Lo spunto sono le parole di Vittorio Nisticò, storico direttore de L’Ora, che divideva i siciliani in due grandi categorie: di scoglio e di mare aperto. Ovvero, quelli impossibilitati a lasciare l’isola e quelli che, lentamente, riescono a metabolizzare la distanza, il continente. E Andrea Camilleri, come rispose? Innanzitutto, evidenziando una suggestione («il punto di partenza della distinzione non è la terra ma parla di mare, riflette subito la condizione marina, propria dell’isola») per poi incalzare: «non solo ci sono persone che dopo tre giorni (lontane) non resistono, ma ci sono persone che non vanno fuori dalla Sicilia perché sanno che non resisterebbero, non fanno neanche l’esperimento. Da questo punto di vista, credo che il fatto di essere siciliani è peggio che essere isolani».
Camilleri ricorda la difficoltà dei primi anni lontano da casa, lo zio che vendette tutto il raccolto di ceci per fargli varcare lo Stretto per la prima volta nel ’48 e l’orizzonte professionale che si allargava: «uno poi lentamente si abitua, si guadagna i gradi di marinaio in questo mare aperto».
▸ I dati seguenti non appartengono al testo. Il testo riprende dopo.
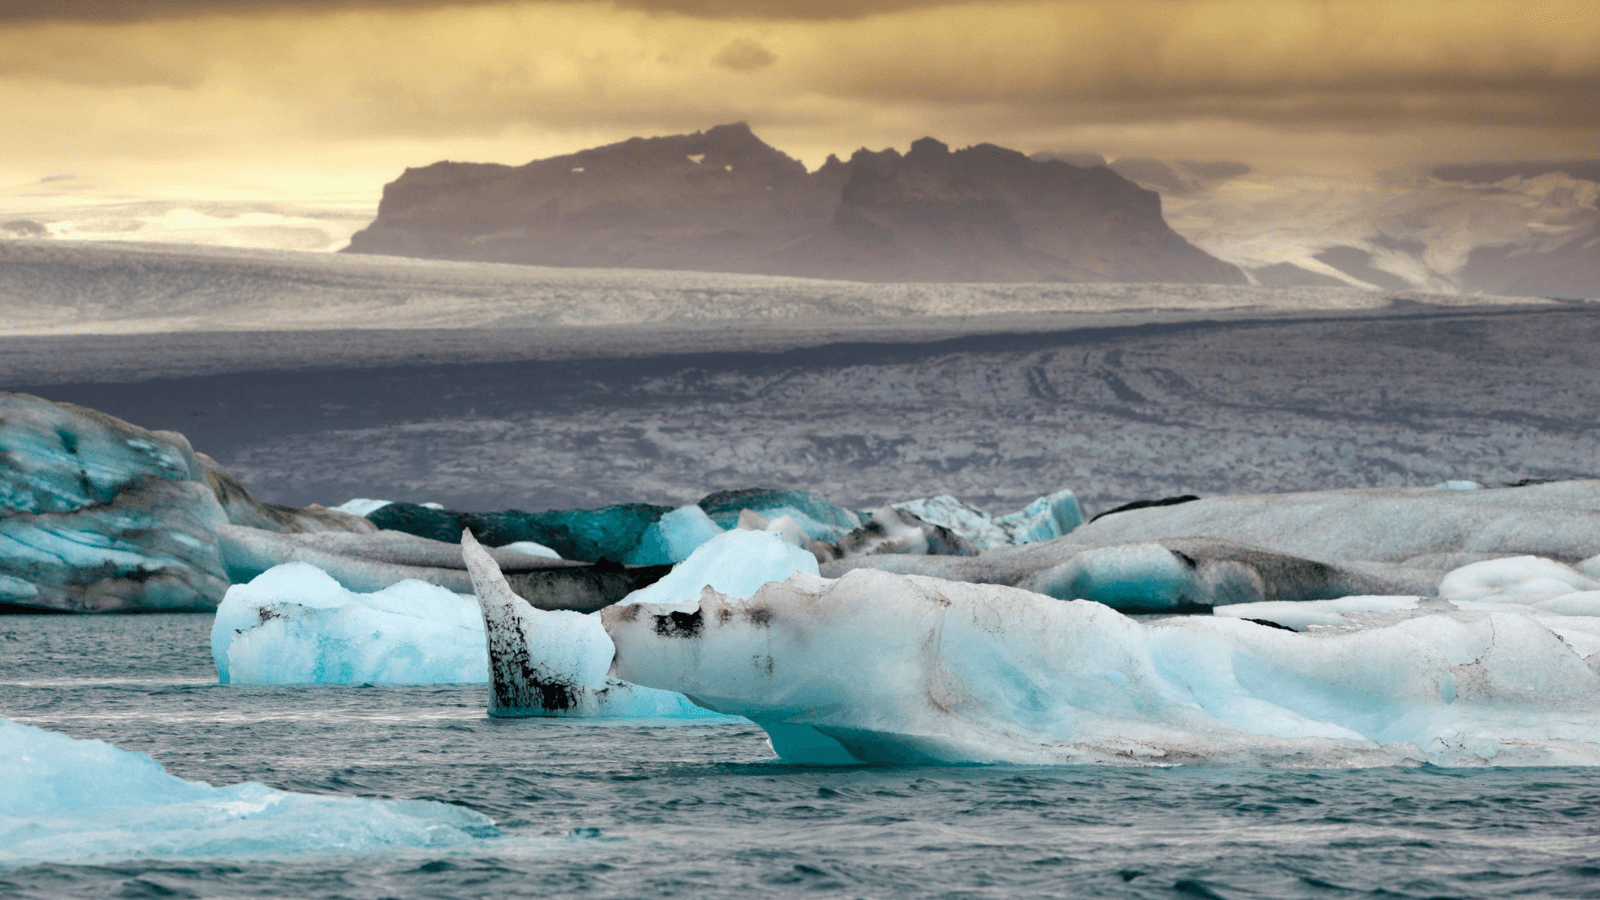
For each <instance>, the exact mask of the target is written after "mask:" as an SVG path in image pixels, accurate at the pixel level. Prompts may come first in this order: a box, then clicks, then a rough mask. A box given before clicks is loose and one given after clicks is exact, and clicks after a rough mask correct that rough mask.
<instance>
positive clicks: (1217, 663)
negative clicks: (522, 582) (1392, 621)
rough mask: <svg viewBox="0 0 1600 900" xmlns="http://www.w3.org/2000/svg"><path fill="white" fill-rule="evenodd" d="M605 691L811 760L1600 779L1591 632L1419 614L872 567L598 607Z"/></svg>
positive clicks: (1466, 612)
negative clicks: (747, 731) (1484, 769)
mask: <svg viewBox="0 0 1600 900" xmlns="http://www.w3.org/2000/svg"><path fill="white" fill-rule="evenodd" d="M602 618H603V621H605V626H606V631H608V633H610V634H611V637H613V642H614V645H616V657H614V665H613V668H611V674H613V676H614V677H622V679H627V681H630V682H635V684H642V685H651V687H658V689H662V690H678V692H683V693H685V695H688V697H690V698H693V700H694V701H696V703H699V705H702V706H706V708H710V709H718V711H723V713H730V714H739V716H746V717H749V719H752V721H755V722H757V724H760V725H762V727H763V729H766V732H768V735H770V737H771V741H773V746H774V749H776V751H778V753H779V754H781V756H782V757H786V759H792V761H797V762H1030V764H1032V762H1128V764H1178V762H1254V764H1278V765H1317V767H1328V765H1373V764H1422V762H1430V764H1437V765H1485V764H1493V765H1570V764H1579V765H1595V764H1600V674H1597V668H1600V655H1597V653H1600V642H1595V641H1594V637H1595V626H1597V625H1600V620H1592V618H1589V620H1584V618H1570V617H1544V615H1539V613H1534V612H1530V610H1509V612H1504V610H1477V612H1474V610H1443V609H1442V610H1424V615H1410V618H1405V620H1402V621H1395V623H1392V625H1381V626H1370V628H1360V626H1357V628H1349V629H1331V631H1322V633H1318V631H1314V633H1307V634H1301V633H1294V631H1288V629H1283V628H1270V626H1264V625H1258V623H1253V621H1245V620H1242V618H1229V617H1174V618H1165V620H1158V621H1149V623H1144V621H1136V620H1133V618H1128V617H1125V615H1122V613H1118V612H1115V610H1112V609H1109V607H1106V605H1102V604H1094V602H1086V601H1069V602H1064V601H1056V599H1050V597H1045V596H1040V594H1034V593H1029V591H1021V589H1016V588H1006V586H998V585H971V583H955V581H941V580H936V578H923V577H902V575H893V573H888V572H877V570H870V569H859V570H854V572H850V573H846V575H845V577H843V578H840V580H835V581H829V580H822V578H818V577H814V575H811V573H808V572H806V573H797V575H794V577H790V578H789V580H787V581H784V583H771V585H766V586H763V588H762V589H758V591H755V594H754V596H750V597H731V596H726V594H720V593H715V591H707V593H704V594H702V597H701V599H699V601H698V602H690V604H683V602H678V604H632V605H619V607H611V609H608V610H603V612H602Z"/></svg>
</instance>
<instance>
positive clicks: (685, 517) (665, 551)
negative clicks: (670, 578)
mask: <svg viewBox="0 0 1600 900" xmlns="http://www.w3.org/2000/svg"><path fill="white" fill-rule="evenodd" d="M723 530H725V528H723V527H722V525H718V524H717V522H712V519H710V516H707V514H706V511H704V509H701V508H699V506H693V504H690V506H680V508H677V509H674V511H670V512H664V514H662V516H661V519H656V520H654V522H653V524H651V525H650V527H648V528H645V533H643V535H640V536H638V544H635V546H634V549H632V551H629V552H627V556H624V557H622V562H624V564H632V565H659V564H662V562H683V560H685V559H688V557H690V554H691V552H694V549H696V548H699V546H701V544H702V543H706V541H709V540H712V538H715V536H717V535H720V533H722V532H723Z"/></svg>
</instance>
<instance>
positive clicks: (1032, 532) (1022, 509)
mask: <svg viewBox="0 0 1600 900" xmlns="http://www.w3.org/2000/svg"><path fill="white" fill-rule="evenodd" d="M891 506H894V509H904V511H907V512H910V514H914V516H917V517H918V519H922V520H923V522H928V524H930V525H942V527H946V528H949V530H952V532H955V533H957V535H962V536H963V538H966V540H968V541H971V543H973V546H976V548H978V549H984V548H994V546H1010V544H1029V543H1037V541H1048V540H1054V538H1059V536H1061V535H1066V533H1067V532H1070V530H1074V528H1077V527H1078V525H1082V524H1083V511H1082V509H1080V508H1078V498H1077V495H1074V493H1072V492H1070V490H1058V492H1056V493H1050V495H1045V496H1040V498H1038V500H1035V501H1032V503H1029V504H1027V506H1024V508H1022V509H1018V511H1016V512H1006V514H1005V516H990V514H989V512H984V511H982V509H979V508H976V506H971V504H968V503H962V501H960V500H957V498H954V496H950V495H947V493H941V495H939V496H925V498H922V500H906V501H901V503H893V504H891Z"/></svg>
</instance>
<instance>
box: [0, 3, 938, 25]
mask: <svg viewBox="0 0 1600 900" xmlns="http://www.w3.org/2000/svg"><path fill="white" fill-rule="evenodd" d="M539 2H542V0H0V26H3V24H19V22H51V21H53V22H136V21H146V19H174V18H187V16H213V14H262V13H278V11H283V13H299V14H317V13H338V11H349V10H437V8H450V6H507V5H530V3H539ZM955 2H958V0H814V2H795V0H613V2H603V0H602V2H598V3H595V5H606V6H614V8H621V10H638V11H645V13H677V14H683V16H696V18H704V19H750V21H830V19H859V18H866V16H875V14H882V13H899V11H906V10H923V8H934V6H947V5H950V3H955Z"/></svg>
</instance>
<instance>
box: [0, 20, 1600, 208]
mask: <svg viewBox="0 0 1600 900" xmlns="http://www.w3.org/2000/svg"><path fill="white" fill-rule="evenodd" d="M858 13H859V14H858ZM850 16H854V18H850ZM779 59H781V64H776V62H774V61H779ZM707 61H710V64H707ZM1594 96H1600V5H1595V3H1592V2H1590V0H1581V2H1576V3H1574V2H1566V0H1542V2H1541V0H1531V2H1528V3H1517V5H1510V3H1504V2H1499V0H1451V2H1442V0H1408V2H1405V3H1394V2H1387V0H1384V2H1379V0H1037V2H1021V0H1019V2H994V3H939V2H926V0H922V2H912V0H882V2H877V3H866V5H858V3H845V2H843V0H822V2H821V3H794V2H784V3H779V2H778V0H771V2H757V3H734V2H718V0H619V2H618V3H603V2H544V0H523V2H512V0H504V2H488V0H483V2H475V0H459V2H450V0H323V2H315V3H314V2H309V0H307V2H299V3H282V2H275V0H99V2H96V0H51V2H50V3H45V2H43V0H0V109H5V110H6V114H8V122H10V123H11V127H13V128H14V130H16V131H18V133H26V135H29V141H27V143H26V146H22V143H11V144H10V146H5V147H0V170H5V168H6V167H8V165H10V167H11V168H14V170H19V168H18V167H24V165H26V167H27V168H26V171H29V173H32V175H30V176H32V178H37V175H38V173H42V171H46V170H51V168H54V167H56V165H58V163H56V162H54V160H58V159H59V160H61V163H59V165H77V162H74V160H96V159H112V157H125V159H141V160H160V159H178V157H182V155H206V154H210V155H211V159H216V160H224V159H229V160H237V159H240V157H243V155H246V154H261V155H262V157H267V159H282V160H299V165H307V167H310V165H317V167H322V165H326V163H325V160H326V159H330V157H331V155H334V154H336V152H338V154H350V155H355V154H360V152H374V154H376V152H378V151H374V149H373V147H379V149H381V151H382V154H387V155H382V159H386V160H390V159H400V151H398V147H406V151H405V152H411V154H442V155H443V154H448V155H451V157H453V159H498V160H499V162H525V160H526V159H534V157H536V155H546V154H554V152H566V151H576V149H581V147H584V146H594V144H598V143H608V141H616V139H626V138H627V136H632V135H661V133H680V131H694V130H701V128H707V127H710V125H715V123H722V122H736V120H747V122H750V123H752V127H754V128H755V130H757V131H758V133H760V135H762V136H763V138H766V139H768V141H771V143H774V144H776V146H779V147H782V149H786V151H787V152H794V154H798V155H802V157H803V159H806V162H810V163H811V165H816V163H819V162H821V159H822V157H826V155H827V154H829V152H840V154H848V151H850V149H853V147H854V146H861V144H867V146H872V147H883V146H901V147H904V146H906V144H907V143H909V141H910V139H914V138H920V136H923V135H934V136H939V138H941V139H944V141H947V143H950V144H954V146H962V144H971V143H979V141H992V143H998V144H1005V146H1011V147H1014V149H1021V151H1035V149H1048V147H1090V149H1094V151H1098V152H1102V154H1107V155H1122V157H1139V155H1146V157H1155V159H1160V160H1168V163H1171V160H1194V159H1235V157H1245V159H1250V160H1251V163H1254V165H1258V167H1259V165H1262V163H1264V162H1266V160H1270V157H1274V155H1282V157H1286V155H1328V157H1334V155H1341V154H1342V155H1347V157H1349V155H1355V154H1365V155H1366V157H1368V159H1381V157H1386V155H1398V160H1395V162H1406V160H1410V162H1421V160H1427V162H1440V160H1450V159H1541V157H1555V155H1573V157H1579V155H1590V154H1592V147H1594V146H1600V104H1595V102H1594V99H1592V98H1594ZM362 147H366V149H362ZM418 147H421V149H418ZM491 151H493V152H494V154H496V155H494V157H470V155H467V154H488V152H491ZM434 159H437V157H434ZM19 160H21V162H19ZM27 160H34V162H27ZM405 162H408V163H426V162H432V160H430V159H427V157H426V155H419V157H414V159H410V160H405ZM218 165H222V163H218ZM285 165H288V162H285ZM386 165H387V163H386ZM1171 165H1174V167H1178V168H1182V167H1189V170H1186V171H1187V175H1184V178H1189V179H1198V183H1202V184H1206V183H1211V181H1214V179H1218V178H1224V173H1214V171H1208V170H1205V168H1203V167H1200V168H1195V167H1194V165H1192V163H1182V165H1179V163H1171Z"/></svg>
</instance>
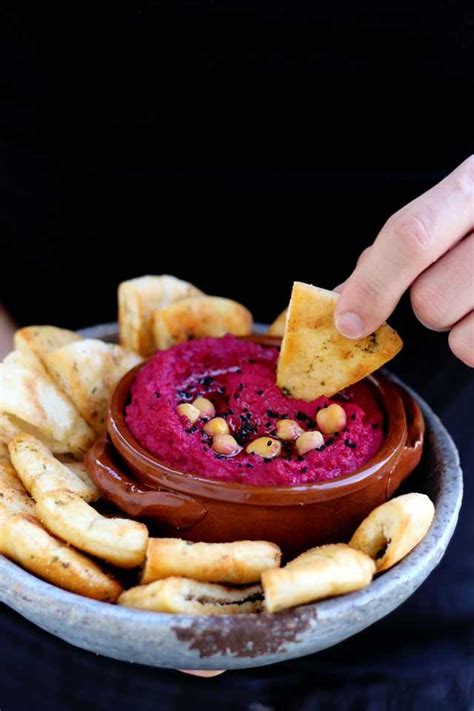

Camilleri non considerava la celebre sicilitudine un fattore positivo («l’orgoglio, questo tipico sentimento siciliano, mi ha ritardato molto nella carriera professionale») e così, sebbene Leonardo Sciascia divenne cittadino del mondo, la prima volta che andò in Francia si sentì perso e al telefono, proprio all’amico scrittore, confidò: «io sono iettato ca a Parigi». Insomma, non è semplice esser siciliani – lo sappiamo - ma dopo tante spine, non manca mai lo stupore: «la sorpresa di tutti quelli che vengono in Sicilia non è solo la bellezza dell’isola, ma per come sono straordinari i siciliani, così diversi dall’immagine convenzionale che li accompagna». Proprio come le spine che difendono il fico d’india. A patto di avere il coraggio di assaggiarlo.